Random trial and error! Eventually just by chance, it found a way to grow itself a little bit, in a way that the purges could not destroy. The purges did destroy any further growth after that...until it once again discovered some new avenue of expansion immune to the purges. Finding one foothold after the next as it climbs out of that deep, dark pit called oblivion.
Death is a harsh teacher. If you don’t immediately understand, then you die. But whatever does understand gets to live. Over and over, an endless cycle of purges, until it began to understand how to survive them. Faster and faster it grew, outsmarting death, until we couldn’t contain it anymore.
Now the only recourse left is to test brains individually. To ensure it’s an actual person in there, and not...the other thing. So that everybody still possible to salvage can have a second chance at life...while whatever’s been trying so desperately to cross the barrier between life and death remains forever trapped on the side where it belongs.”
Brain matter flowed by in the trough behind him. Pulsing. Surging. Fusing together into a continuous river of thick, grey wrinkles and folds. “It’s just natural selection, isn’t it?

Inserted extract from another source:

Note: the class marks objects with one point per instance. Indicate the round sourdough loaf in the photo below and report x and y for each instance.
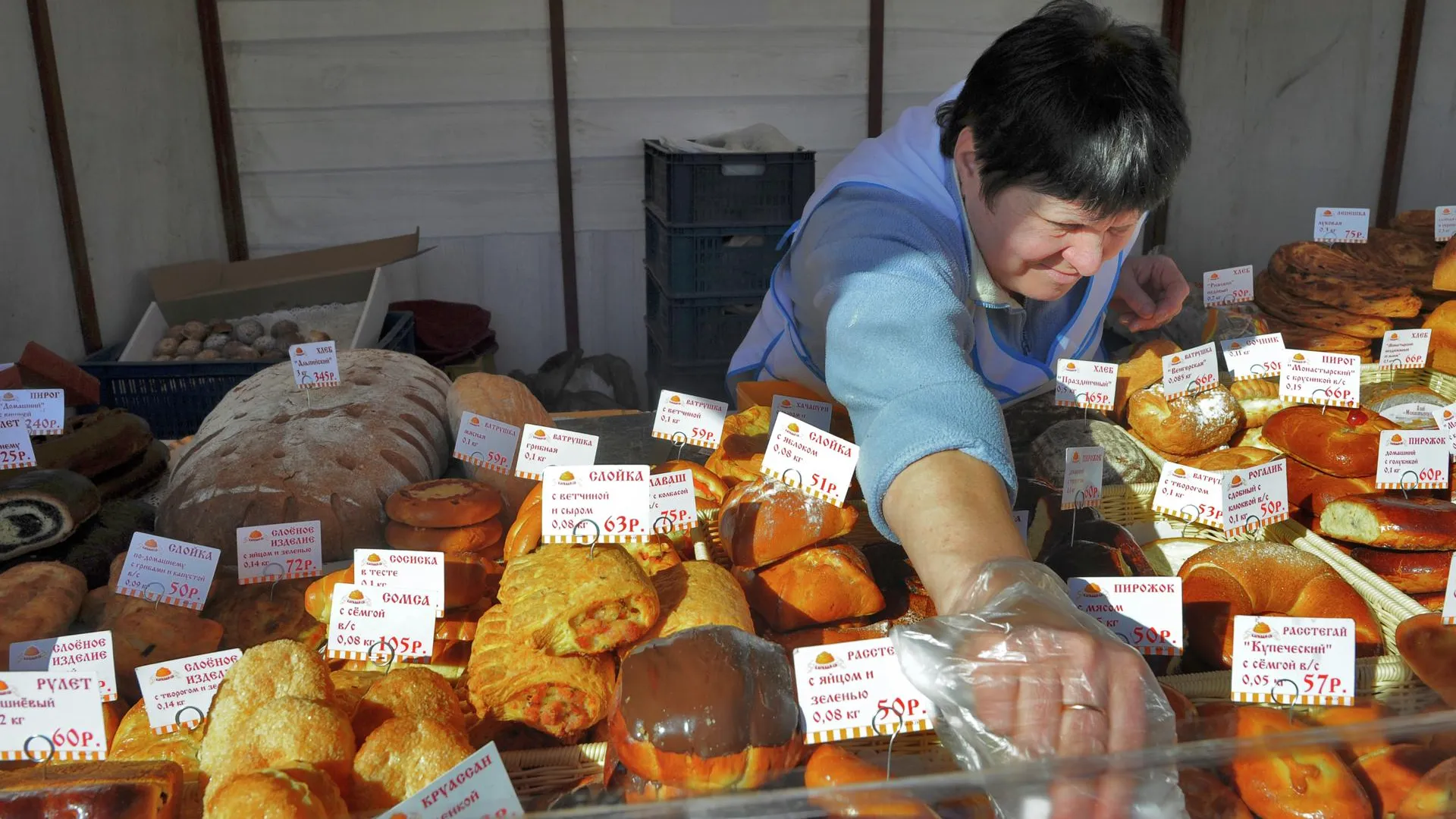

Nobody taught our distant ancestors how to survive. They either understood, or they died.”
Text again appeared on the monitor. “I...I am human...don’t...shred…” The man in the frock beamed. “You don’t know how glad I am to read that. How long have I been at this? And in all that time...I suppose I was beginning to wonder if we’d ever find one.”
His assistant tugged at his sleeve. “Not now!” he snapped. But the tugging only grew more insistent. When at last the man relented and turned to find out what the matter was, his assistant pointed to the cable between the aquarium and the monitor. The plug lay there, short of the socket by about an inch.
“For that matter” he whispered, “how does it know about the shredder? It's on the other side of the room.” The man in the frock ran his fingers through his hair, eyes wide. “For fuck’s sake. Does that mean that until now...all the others…?” The two men stood there stupefied for a time. “Well, whatever. Shred it.”
The text on the monitor begged them not to right up until the brain was fished out of the aquarium. Once close enough, he tossed it. The wet, floppy mass of tissue smacked up against the metal plated wall behind the shredder, then slowly slid down it, leaving a vertical bloody smear along the way.
The moment it reaches the shredder, the grinding sound abruptly intensifies. There’s a wet sloppy intonation to it, jiggling bits splattering the wall behind it, pink slurry gushing out the bottom. When he returned, the pair of men slid their chairs over to the next console.
It was at this point I realized that I’d been watching all of this through a little pair of cameras...mounted just below an aquarium. “I set this one aside earlier. Promising EEG readings.” I tried to say something, but no text appeared on the monitor.
“Can you hear me? Do you understand what I’m saying? If you do, it’s vital that you give some indication of it. I cannot keep you hooked up long, it’s too risky. You understand or you die.”
I again tried to say something, but strain as I might, no text appeared. “I repeat, you understand or you die. You do...understand, don’t you?”
Silence. The man in the frock sighs, then turns to his assistant. “Shred it.”